The creation of this brute (Jurassic World) is the destruction of originality. It is a franchise similar to Starbucks. The job of a franchise is to minimize risk and maximize profit while sacrificing individualism and originality. Control comes not from the ones making the drinks but from the ones who profit from it. Every Starbucks must serve the same drink as the next, it is what the customer demands. Trevorrow and Abrams have little to no control, their movies are franchises and must follow the same recipe as the ones before it. Except that Trevorrow is the barista who spits in your drink. Franchises make it increasingly more difficult for original content to establish itself. When major franchises preform so economically well, distributors are less likely to take risks with unestablished films. It is also the nature of competition to put your competitors out of business. Quentin Tarantino has talked about this recently when Disney wouldn't allow his film to play at the Cinerama Dome so there film could play there instead.
Jurassic World diverges from its predecessors when it opens its gates to guest. Eventually we discover that it is us, the audience that are the guests. We feed the machine and insure nothing changes when we stand in line hours before we even knew what the movie was about. Did we even care? The studio machine will continue to churn out uninspired material so long as we continue to support them. When the dinosaurs escape they consume the consumers. We will ultimately be the ones who suffer because we are the ones ultimately responsible for their inception because we buy the tickets.

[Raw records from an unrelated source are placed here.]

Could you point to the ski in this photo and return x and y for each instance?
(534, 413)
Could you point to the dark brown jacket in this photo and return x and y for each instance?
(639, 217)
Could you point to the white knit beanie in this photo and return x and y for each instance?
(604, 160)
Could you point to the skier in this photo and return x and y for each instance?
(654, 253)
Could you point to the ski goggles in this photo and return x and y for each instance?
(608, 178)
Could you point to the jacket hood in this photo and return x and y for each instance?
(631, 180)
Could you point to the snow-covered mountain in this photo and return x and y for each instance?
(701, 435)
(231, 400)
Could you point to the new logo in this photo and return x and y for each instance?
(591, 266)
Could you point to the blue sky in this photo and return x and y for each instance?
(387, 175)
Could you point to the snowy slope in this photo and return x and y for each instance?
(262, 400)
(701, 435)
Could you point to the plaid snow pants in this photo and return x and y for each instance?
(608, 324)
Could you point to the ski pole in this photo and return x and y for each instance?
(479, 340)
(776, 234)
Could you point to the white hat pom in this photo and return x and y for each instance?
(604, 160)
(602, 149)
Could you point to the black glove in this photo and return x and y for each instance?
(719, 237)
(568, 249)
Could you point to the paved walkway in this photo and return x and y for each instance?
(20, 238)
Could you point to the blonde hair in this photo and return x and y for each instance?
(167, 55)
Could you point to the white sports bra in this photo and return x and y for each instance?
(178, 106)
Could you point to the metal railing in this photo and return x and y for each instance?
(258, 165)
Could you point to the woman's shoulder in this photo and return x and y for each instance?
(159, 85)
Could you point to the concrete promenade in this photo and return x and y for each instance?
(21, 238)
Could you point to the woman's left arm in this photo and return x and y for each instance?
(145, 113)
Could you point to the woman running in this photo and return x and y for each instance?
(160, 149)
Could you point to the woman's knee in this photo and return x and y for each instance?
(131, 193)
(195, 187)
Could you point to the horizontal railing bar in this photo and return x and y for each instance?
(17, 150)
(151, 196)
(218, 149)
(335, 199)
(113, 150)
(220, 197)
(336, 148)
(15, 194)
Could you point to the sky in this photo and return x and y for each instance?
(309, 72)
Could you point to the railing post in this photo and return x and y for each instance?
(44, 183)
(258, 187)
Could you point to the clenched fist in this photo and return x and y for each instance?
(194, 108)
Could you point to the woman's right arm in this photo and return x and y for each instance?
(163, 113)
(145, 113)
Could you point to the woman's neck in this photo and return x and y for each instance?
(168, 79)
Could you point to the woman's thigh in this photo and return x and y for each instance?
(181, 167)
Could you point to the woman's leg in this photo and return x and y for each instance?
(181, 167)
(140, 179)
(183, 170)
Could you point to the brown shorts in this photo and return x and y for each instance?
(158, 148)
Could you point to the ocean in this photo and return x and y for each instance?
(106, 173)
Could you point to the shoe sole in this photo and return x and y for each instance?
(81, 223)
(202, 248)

Art is a reflection of society. Franchises dominate the economic landscape so is it any wonder that they now infect our art as well. The original Star Wars and Jurassic Park serve to implicate their reboots. We loved them because they were inspired and creative. They possessed in them the individuality of their creators George Lucas and Steven Spielberg. Art should build off of itself, progressing forward. Instead today it now tears down the beautiful house that was built, recopying itself from the rubble into its familiar shape only weakened from decay. This is the result of franchise, the same recipe copied time and again. Disney has plans to release Star Wars films every year for as long as they can. To some that may be exciting news, to me that's horrifying. The more we continue to consume these exploitive movies the deeper our creative bankruptcy becomes.